That should force your iMac to boot to that installer DVD, then just click through the screens, until you get to the screen that asks you to "select the disk where you want to install Mac OS X", and choose the hard drive on your MacBook Pro. Sometimes you will only see a button to "choose another disk", as that seems to vary.

This is all assuming that your iMac is an intel iMac, and not one of the older iMacs with a G5, G4, or older. None of this will work then, because you can't boot to Snow Leopard, or run the Snow Leopard install unless you have an intel Mac.


----------



## Giaguara (May 26, 2010)

mark1955 said:


> *Have a MacBook Pro.
> OS X Tiger*
> 
> I'll try the combo update.
> ...



Combo update will _not_ work in this case.

10.4.x updates and combo updates will work _only_ when you have 10.4.x-n already installed (where x-n is smaller than the x).
10.5.x updates and combo updates will work _only_ when you have 10.5.x-n already installed (where x-n is smaller than the x).
10.6.x updates and combo updates will work _only_ when you have 10.6.x-n already installed (where x-n is smaller than the x).

Sort of the same as Microsoft doesn't offer a software update to get you from XP to 7...

What you need is a full *retail* disc of Snow Leopard aka 10.6 to install from.

The OS X installer that is shipped with a Mac, in this case your son's iMac, will only work with that specific type of Mac. In this case only _that model of iMac_, shipped sometimes only within weeks of manufacturing date. 

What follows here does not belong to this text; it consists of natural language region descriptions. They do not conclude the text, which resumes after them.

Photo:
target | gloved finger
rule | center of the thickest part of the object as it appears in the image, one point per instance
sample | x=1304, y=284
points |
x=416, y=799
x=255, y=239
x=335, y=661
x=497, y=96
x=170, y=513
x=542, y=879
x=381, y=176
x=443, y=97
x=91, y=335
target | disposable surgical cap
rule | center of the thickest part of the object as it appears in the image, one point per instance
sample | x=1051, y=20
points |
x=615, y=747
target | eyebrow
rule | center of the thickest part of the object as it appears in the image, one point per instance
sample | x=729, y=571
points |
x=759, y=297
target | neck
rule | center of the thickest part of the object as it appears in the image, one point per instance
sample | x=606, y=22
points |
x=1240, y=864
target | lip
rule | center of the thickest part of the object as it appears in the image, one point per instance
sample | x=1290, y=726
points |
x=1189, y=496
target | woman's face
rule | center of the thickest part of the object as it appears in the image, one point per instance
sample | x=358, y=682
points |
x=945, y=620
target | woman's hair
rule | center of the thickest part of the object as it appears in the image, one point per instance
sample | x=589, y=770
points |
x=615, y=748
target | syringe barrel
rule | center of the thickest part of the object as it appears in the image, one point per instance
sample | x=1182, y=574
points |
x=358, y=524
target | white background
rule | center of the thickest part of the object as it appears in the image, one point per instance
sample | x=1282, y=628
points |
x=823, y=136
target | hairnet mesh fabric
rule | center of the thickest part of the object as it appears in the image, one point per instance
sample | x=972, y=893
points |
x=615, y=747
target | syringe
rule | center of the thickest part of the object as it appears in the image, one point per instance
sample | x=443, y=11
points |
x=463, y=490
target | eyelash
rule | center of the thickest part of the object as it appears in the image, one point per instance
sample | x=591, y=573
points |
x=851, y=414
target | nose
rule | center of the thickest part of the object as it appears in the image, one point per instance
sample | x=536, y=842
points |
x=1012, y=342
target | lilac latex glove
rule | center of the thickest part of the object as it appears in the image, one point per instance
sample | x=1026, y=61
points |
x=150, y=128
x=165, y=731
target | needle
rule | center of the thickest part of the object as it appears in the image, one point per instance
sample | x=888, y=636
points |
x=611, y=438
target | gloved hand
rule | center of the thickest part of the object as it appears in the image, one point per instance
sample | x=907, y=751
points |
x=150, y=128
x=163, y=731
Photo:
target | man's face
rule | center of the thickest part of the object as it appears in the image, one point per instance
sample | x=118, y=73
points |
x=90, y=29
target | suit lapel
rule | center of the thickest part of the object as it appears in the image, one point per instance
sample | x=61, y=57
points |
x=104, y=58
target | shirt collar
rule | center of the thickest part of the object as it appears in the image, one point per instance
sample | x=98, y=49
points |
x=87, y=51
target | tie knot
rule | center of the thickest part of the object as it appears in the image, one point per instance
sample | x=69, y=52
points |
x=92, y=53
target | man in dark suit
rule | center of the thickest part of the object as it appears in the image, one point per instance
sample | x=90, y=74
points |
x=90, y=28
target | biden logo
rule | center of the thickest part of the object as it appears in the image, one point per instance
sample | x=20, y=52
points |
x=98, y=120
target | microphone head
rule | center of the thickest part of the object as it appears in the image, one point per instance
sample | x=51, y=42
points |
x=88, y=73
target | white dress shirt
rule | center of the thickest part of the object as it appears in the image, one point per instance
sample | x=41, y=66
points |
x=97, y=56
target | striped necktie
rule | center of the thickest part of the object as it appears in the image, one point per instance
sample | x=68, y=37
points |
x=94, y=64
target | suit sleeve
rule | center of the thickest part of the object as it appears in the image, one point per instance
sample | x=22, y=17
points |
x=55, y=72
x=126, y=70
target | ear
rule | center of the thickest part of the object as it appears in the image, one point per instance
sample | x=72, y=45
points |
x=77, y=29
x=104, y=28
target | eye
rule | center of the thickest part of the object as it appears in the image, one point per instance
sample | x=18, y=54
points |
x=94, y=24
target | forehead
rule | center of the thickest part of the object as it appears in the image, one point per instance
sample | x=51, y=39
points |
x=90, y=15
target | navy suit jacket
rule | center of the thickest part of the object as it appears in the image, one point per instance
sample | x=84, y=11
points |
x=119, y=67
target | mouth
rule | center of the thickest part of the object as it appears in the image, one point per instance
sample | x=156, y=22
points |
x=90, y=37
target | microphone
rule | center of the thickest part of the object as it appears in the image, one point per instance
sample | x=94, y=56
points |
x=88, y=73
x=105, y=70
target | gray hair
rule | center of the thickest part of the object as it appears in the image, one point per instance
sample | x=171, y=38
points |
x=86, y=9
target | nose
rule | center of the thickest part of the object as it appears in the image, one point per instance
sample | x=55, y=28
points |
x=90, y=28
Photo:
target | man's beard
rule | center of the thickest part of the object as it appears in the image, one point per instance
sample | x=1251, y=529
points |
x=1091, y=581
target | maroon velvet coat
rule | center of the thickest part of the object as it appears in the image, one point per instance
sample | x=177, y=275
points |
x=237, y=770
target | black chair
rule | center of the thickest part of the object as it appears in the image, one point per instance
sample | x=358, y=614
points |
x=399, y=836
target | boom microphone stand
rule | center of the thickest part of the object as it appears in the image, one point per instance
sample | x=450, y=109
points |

So in order to install 10.6 on your _MacBook Pro_, you will need the retail version of the OS. The good news is that it's only $ 29, whereas the previous retail OS versions were much more.


----------



## mark1955 (May 26, 2010)

Guess I'm out of luck.
iMac is not intel type.
Next step I'm going to try and install from an external DVD drive.
DeltaMac thanks so much for all the help.
Mark


----------